A Letter to New Moms: What I Wish I Had Known
A Letter to New Moms: What I Wish I Had Known
It’s not May yet, but Mother’s Day is in less than two weeks. For the next three weeks, we’re going to talk about moms. But if you’re not a mom, please don’t leave:
- Consider sharing with young moms this week’s letter (you might find yourself nodding even if you’re an “old mom” like me);
- Stay tuned for next week when we talk about how (and why) to tell some of your stories from your mother’s point of view
- Snap up five quotes for when parenting is hard.
For today, enjoy these musings on the struggles and joys of being a new mom:
New Moms May Struggle for Control and Competence
The bad news: Out (or in) comes the baby—out flies control and competence!
As a new mom, you will quickly realize that you have lost control and perhaps a sense of competence. In your former life as an English teacher, you knew what you were doing, but with childbirth, your life is flooded with uncertainty.
- That 6 hour epidural-free labor you planned — how about a 33-hour pitocin induction instead?
- That 2-year-old you thought would never scream in the super market? Just hand over the gummy vitamins!
The good news: Being a new mom will humble you — I mean — flat-out-on-the-floor humble.
Being a new mom will literally drive you to your knees, and while you’re down there fetching toys or changing a diaper, you might as well pray: A LOT! You will become, ironically, like a child, clinging to your Abba Father for moment-by-moment mercy.
Being a new mom will literally drive you to your knees—and while you're there, you might as well pray! #momlife #motherhood Share on XNew Moms May Struggle with a Sense of Shame and Failure
THE BAD NEWS: Being a new mom is a daily exercise in not-enoughness.
- When that baby won’t sleep through the night the way What to Expect 21st C. edition promised it would, you might feel that you are flawed.
- When you start shouting because your teething toddler won’t stop screaming, you will know you are flawed!
THE GOOD NEWS: It is good to know you are not-enough. You never were. Christ is enough, more than enough. The freedom and hope of the gospel is that our love and patience and kindness for our children grows as we enjoy God’s love and patience and kindness toward us.
You will grow in your understanding that there is no condemnation for those in Christ Jesus (Romans 8:1), and you will show your child what she most needs to know: in Christ, there is always hope for repentance and forgiveness; we never have to stay in shame or condemnation!

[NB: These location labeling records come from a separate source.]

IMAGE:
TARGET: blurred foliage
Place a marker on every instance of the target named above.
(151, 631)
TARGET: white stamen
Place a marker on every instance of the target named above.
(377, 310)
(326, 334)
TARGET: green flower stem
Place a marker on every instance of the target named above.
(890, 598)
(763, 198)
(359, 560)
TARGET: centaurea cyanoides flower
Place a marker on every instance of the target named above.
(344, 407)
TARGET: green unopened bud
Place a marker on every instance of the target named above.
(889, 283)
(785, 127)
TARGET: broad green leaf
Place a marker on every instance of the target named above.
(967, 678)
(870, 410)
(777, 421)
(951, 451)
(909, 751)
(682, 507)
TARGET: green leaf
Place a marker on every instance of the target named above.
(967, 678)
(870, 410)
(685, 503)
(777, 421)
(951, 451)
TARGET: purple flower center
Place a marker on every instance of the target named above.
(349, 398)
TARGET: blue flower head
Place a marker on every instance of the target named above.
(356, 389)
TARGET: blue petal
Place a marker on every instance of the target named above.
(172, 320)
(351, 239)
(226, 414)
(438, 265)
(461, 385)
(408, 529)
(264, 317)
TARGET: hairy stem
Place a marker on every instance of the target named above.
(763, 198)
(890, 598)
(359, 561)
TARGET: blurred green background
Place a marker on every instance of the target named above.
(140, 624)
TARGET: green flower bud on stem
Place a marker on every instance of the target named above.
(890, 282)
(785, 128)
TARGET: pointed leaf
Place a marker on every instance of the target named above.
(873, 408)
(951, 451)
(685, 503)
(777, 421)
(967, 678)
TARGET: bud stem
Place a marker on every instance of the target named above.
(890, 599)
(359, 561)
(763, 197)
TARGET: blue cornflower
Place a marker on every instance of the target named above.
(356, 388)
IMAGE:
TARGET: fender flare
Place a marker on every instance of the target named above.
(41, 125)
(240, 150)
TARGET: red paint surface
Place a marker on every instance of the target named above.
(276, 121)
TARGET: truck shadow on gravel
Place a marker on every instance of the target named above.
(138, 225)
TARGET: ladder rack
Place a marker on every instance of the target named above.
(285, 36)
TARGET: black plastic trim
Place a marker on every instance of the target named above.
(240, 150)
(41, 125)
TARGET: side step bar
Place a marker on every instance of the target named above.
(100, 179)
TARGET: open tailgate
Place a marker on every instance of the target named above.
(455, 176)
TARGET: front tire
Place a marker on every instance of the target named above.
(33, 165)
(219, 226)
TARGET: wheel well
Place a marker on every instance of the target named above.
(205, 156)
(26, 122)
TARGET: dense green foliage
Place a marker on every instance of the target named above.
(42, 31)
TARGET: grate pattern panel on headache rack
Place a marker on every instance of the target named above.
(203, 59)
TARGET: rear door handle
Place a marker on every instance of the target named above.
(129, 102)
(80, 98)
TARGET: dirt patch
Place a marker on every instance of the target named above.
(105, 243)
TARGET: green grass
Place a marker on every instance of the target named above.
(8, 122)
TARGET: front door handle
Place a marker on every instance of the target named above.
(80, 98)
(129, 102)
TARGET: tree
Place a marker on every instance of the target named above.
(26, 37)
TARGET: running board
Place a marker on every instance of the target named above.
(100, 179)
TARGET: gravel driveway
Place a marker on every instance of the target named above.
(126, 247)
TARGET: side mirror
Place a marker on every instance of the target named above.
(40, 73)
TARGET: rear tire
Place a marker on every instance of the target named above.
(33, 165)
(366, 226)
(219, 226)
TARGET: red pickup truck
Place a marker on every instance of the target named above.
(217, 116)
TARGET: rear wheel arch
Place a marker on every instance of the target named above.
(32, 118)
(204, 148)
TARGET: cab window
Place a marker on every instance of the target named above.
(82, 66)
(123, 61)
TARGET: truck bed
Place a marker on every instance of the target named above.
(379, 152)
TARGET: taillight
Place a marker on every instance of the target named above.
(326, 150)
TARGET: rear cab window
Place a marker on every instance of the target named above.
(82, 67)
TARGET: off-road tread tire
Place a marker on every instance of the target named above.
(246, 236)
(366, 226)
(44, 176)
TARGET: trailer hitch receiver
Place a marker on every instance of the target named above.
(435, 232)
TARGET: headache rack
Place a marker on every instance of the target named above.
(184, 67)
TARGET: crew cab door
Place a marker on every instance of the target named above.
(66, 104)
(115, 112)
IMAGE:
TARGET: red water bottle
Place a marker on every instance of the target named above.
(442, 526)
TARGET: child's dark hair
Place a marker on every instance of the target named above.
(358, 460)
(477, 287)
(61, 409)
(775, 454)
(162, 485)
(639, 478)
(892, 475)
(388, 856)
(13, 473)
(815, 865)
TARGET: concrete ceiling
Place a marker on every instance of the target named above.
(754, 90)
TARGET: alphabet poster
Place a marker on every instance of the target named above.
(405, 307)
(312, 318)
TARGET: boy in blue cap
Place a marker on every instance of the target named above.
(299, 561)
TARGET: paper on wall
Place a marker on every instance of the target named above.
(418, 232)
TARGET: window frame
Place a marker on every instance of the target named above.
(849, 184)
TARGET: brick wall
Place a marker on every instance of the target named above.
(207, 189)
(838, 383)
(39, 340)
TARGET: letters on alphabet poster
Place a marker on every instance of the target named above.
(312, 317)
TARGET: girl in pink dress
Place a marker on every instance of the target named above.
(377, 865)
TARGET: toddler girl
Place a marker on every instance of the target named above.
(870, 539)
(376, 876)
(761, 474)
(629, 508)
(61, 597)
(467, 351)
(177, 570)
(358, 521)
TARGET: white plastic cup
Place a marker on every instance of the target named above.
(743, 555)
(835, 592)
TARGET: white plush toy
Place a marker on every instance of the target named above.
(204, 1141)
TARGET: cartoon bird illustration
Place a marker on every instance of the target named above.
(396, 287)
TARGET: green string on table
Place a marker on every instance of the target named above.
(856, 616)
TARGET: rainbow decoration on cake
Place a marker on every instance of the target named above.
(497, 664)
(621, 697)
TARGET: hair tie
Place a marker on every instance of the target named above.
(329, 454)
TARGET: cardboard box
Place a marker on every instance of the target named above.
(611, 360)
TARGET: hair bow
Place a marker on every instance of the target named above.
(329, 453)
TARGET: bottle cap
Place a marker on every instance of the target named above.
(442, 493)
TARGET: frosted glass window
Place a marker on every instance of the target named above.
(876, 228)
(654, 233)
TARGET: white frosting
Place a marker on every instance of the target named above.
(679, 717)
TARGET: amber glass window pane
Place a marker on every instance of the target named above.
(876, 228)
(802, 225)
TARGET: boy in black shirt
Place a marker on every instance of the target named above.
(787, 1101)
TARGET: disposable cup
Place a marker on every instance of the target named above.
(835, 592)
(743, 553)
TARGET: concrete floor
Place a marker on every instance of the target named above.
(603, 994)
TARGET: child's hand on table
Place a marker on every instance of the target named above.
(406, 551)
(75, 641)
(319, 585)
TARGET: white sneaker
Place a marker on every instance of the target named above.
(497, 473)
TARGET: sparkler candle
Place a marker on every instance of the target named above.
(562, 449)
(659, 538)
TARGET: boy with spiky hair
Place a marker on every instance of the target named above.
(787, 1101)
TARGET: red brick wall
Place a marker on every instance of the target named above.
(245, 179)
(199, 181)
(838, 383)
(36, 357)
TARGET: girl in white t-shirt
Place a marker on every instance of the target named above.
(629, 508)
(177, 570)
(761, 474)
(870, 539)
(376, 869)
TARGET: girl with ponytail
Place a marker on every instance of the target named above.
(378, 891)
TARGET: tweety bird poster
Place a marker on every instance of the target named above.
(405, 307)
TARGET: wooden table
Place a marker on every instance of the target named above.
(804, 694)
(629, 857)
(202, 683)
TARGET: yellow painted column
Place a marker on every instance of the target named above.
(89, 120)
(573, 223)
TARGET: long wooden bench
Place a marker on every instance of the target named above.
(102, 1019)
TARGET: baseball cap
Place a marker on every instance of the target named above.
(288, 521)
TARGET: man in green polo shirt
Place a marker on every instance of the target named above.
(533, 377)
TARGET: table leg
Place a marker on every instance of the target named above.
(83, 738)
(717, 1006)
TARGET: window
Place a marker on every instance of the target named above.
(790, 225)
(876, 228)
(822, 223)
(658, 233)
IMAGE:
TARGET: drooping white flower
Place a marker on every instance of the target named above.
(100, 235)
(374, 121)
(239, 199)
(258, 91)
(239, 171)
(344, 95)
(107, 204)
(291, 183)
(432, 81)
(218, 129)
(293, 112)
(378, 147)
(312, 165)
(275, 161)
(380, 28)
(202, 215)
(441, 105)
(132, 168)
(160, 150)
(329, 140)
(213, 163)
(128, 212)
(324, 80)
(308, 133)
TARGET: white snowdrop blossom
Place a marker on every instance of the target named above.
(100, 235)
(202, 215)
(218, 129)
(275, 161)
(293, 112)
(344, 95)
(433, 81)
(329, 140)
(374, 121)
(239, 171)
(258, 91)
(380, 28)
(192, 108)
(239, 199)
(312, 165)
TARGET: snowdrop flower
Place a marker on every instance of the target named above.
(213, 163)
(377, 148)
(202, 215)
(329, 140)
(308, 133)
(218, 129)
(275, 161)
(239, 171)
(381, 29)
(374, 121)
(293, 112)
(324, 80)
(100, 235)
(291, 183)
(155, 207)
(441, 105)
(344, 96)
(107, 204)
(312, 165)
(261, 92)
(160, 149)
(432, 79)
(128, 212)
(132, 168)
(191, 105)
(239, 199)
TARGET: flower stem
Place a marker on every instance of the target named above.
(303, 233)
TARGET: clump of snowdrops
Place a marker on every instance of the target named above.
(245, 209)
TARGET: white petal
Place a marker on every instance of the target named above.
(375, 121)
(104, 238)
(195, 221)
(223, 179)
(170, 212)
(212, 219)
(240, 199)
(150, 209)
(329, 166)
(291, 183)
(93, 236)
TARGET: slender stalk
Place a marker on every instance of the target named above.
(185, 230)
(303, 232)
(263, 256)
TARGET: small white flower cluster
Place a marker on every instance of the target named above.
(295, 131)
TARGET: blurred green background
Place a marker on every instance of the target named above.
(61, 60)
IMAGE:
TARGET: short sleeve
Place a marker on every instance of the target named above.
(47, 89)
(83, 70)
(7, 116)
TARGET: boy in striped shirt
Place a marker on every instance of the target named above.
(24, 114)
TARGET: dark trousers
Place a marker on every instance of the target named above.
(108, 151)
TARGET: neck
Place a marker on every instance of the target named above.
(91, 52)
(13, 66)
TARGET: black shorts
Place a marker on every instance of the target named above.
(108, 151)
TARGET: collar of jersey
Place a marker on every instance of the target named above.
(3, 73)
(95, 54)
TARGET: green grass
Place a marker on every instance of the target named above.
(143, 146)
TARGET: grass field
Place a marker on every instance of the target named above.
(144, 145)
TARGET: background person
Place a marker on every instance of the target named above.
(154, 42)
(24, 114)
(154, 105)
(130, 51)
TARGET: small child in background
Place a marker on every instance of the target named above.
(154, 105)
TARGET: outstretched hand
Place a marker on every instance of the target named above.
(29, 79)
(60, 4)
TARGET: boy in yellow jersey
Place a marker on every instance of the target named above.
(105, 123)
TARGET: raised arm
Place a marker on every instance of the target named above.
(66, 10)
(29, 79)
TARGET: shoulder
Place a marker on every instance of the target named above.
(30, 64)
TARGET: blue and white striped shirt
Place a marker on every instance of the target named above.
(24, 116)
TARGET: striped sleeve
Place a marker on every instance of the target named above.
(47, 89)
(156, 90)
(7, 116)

New Moms Don’t Have the Power to Make the Story Go our Way
THE BAD NEWS: Your parenting story, your child’s story, like the six-hour epidural-free labor you hoped for, will not often turn out the way you imagined it.
As you learn ever so quickly, even if you do things just right, there are no guarantees that what you do is going to “work.”
- You nurse every two hours, just as the lactation consultant told you, but your milk still isn’t coming in.
- You teach that 10-month-old-early-walker the word “no,” and you even try to distract her. She pauses long enough to shoot you a look you will see again when she is a teenager. Then she goes ahead and climbs on the kitchen chair.
THE GOOD NEWS: God is writing a better story than we could ever imagine. He is redeeming our hearts as we let go of control and competence, as we humble ourselves and depend on Him, as we rest in his more-than-enough love for us!
From this old mom to all you new moms, take heart. You will likely struggle with some of these heart issues all of your parenting life, but the good news is that God is making all things new, redeeming our hearts and our children’s hearts through the sorrows and the joys.
A Prayer for New Moms
Lord, we bow before you, the only perfect parent. Wrap us, we pray, in your mothering wings, protecting us and nurturing us, even as we seek to nurture these children you have written into our stories. When we think we can’t change one more dirty diaper today or deal with one more toddler tantrum, give us the strength to endure, and the compassion to love. When we feel like complete failures because our kids are disobeying or not working the plan we had written for the day, help us to know your delight in us and our children. As we try to meet our children’s needs, help us to come to you as your children, knowing that you have called all who are weary and heavy-laden. In Jesus’ name we pray. Amen.